Ognuno ha la sua opinione e a maggior ragione un pittore contemporaneo come Gèrard Garouste ne ha una, e la grida con fermezza dalla sua retrospettiva a Villa Medici.
Sappiamo che dopo la batosta dell’invenzione della fotografia, il colpo di grazia alla pittura è stato inferto da quell’ottimo giocatore di scacchi qual’era Duchamp.

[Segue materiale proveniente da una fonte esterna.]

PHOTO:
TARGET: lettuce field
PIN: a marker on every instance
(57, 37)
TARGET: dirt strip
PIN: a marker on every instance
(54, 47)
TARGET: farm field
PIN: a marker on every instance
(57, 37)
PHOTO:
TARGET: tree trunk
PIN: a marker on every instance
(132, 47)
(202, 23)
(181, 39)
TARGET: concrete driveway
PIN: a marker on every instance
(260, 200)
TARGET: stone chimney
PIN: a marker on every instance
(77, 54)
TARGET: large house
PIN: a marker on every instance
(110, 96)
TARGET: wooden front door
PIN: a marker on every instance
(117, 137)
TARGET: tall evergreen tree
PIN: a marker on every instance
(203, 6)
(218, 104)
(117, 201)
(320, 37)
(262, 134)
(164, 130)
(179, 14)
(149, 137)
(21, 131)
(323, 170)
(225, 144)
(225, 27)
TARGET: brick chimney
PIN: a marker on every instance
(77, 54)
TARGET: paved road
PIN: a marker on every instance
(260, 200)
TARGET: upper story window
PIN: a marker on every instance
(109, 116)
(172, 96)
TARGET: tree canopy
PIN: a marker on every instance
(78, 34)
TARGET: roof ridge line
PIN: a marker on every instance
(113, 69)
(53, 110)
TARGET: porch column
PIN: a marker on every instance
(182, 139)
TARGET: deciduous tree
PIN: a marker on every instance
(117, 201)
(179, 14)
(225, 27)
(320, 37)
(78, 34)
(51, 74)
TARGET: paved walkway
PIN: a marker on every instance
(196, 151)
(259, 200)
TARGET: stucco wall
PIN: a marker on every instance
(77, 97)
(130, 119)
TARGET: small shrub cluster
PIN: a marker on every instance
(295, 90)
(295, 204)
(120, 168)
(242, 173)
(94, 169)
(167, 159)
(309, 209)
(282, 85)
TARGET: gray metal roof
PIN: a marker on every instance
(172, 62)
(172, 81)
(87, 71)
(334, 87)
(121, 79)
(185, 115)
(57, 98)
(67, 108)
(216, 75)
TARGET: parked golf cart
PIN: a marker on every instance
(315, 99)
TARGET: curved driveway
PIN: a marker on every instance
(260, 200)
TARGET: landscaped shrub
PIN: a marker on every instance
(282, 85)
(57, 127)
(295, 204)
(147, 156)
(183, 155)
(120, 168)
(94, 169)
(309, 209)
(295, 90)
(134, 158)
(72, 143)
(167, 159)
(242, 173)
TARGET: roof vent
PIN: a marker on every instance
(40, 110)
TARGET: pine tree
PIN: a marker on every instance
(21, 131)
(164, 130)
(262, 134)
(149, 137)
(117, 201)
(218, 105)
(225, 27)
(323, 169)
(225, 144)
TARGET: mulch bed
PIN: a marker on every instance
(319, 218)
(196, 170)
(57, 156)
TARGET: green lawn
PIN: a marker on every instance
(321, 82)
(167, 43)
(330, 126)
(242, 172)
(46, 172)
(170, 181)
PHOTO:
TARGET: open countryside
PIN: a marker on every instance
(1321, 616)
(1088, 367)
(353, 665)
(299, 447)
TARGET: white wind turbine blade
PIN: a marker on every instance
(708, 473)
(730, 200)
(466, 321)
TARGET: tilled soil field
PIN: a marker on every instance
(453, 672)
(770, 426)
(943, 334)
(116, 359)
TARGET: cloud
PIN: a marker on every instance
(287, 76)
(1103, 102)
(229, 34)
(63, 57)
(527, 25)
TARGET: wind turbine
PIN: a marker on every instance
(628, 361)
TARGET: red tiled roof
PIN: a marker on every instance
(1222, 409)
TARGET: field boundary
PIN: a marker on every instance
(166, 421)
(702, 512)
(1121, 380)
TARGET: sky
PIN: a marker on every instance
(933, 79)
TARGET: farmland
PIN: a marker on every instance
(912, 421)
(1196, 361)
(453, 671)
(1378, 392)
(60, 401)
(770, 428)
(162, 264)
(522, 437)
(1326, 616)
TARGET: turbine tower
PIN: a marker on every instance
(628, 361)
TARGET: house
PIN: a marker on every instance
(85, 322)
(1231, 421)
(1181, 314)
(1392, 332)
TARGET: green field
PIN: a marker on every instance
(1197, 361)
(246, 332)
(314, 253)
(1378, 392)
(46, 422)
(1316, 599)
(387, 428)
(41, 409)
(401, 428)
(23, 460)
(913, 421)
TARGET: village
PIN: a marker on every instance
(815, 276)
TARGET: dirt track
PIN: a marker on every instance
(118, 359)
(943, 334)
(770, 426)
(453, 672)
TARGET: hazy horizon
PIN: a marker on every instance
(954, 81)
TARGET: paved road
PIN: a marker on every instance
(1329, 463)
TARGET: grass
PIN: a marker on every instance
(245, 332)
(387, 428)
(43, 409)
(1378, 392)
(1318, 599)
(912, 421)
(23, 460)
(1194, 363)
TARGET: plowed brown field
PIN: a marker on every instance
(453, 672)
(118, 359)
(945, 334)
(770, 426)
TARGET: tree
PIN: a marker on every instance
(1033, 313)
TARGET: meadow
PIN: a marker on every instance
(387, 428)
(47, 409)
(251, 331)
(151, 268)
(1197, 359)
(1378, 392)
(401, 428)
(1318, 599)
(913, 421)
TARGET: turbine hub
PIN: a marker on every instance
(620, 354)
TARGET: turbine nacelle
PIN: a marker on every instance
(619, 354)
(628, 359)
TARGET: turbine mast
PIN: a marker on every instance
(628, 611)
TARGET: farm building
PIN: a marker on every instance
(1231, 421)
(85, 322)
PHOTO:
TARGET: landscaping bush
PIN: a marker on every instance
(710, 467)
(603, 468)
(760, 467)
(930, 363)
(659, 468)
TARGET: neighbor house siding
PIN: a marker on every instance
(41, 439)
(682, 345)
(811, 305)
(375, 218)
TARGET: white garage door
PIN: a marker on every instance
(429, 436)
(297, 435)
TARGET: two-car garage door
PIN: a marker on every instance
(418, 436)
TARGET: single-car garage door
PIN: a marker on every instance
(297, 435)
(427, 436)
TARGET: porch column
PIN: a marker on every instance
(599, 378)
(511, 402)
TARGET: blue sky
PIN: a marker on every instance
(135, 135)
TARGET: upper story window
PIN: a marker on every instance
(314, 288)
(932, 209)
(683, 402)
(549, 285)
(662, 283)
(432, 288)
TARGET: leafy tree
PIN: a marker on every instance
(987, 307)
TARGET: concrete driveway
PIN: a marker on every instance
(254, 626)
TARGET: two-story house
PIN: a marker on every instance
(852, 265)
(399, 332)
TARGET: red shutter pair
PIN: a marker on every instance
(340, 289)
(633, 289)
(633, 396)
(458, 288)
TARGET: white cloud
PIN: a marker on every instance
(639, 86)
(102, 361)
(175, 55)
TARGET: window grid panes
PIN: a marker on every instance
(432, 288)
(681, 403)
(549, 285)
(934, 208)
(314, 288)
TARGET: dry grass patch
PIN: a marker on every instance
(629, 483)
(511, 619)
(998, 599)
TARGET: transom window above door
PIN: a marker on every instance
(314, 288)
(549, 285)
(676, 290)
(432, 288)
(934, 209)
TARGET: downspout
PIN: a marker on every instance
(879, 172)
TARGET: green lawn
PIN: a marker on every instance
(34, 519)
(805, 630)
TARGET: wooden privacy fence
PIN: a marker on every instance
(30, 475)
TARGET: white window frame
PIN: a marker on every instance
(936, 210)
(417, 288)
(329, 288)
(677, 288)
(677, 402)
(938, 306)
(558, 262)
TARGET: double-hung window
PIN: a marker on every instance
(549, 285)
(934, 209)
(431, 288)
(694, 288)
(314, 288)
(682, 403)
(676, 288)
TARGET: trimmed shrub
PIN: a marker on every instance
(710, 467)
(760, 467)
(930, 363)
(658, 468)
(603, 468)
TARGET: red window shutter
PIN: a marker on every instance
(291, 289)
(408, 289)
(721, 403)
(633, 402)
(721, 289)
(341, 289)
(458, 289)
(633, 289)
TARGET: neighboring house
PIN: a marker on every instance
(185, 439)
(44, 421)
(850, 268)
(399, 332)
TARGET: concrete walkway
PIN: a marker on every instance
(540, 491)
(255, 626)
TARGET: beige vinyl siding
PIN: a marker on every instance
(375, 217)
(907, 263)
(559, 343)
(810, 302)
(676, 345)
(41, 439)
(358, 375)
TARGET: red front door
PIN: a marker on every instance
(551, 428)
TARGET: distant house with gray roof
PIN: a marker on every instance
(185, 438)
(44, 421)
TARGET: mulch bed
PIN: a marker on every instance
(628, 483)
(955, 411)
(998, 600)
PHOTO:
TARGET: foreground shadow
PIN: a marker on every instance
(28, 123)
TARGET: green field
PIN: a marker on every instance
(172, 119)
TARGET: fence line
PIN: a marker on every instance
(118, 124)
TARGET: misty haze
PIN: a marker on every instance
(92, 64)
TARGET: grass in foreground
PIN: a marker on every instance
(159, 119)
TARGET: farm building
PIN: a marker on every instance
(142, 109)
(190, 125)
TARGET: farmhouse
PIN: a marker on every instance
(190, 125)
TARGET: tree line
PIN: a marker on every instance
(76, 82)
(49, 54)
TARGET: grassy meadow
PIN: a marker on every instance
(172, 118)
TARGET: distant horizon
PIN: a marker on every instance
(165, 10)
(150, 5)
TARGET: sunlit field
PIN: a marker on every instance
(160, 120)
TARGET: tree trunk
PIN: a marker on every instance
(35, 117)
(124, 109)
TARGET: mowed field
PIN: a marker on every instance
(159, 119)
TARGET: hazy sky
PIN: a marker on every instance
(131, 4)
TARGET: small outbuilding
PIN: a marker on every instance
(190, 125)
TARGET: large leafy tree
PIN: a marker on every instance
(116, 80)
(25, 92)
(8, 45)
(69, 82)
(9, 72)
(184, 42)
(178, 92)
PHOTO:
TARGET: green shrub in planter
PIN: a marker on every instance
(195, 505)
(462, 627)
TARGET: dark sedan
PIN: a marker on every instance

Se per molti la lezione di Marcel è equivalsa ad un superamento della pittura, Garouste ne ha ritenuto l’insegnamento opposto; vista la saturazione della sperimentazione pittorica la quale ha portato appunto all’invenzione del ready made “la pittura deve ritornare a soggetti complessi, rivolgendosi al suo passato”.
Orrore e raccapriccio, un ritorno al più oscuro, simbolista figurativismo! Ma sarà poi davvero orrore e raccapriccio?

Garouste ha assimila le avanguardie, si confronta con i grandi maestri della storia della pittura, si ispira alla Bibbia, alla Divina Commedia, a Don Chisciotte, alla Haggadah ebraica, trasferisce il tutto su tele generalmente di grande formato, o addirittura tele indiane (vale a dire senza telaio).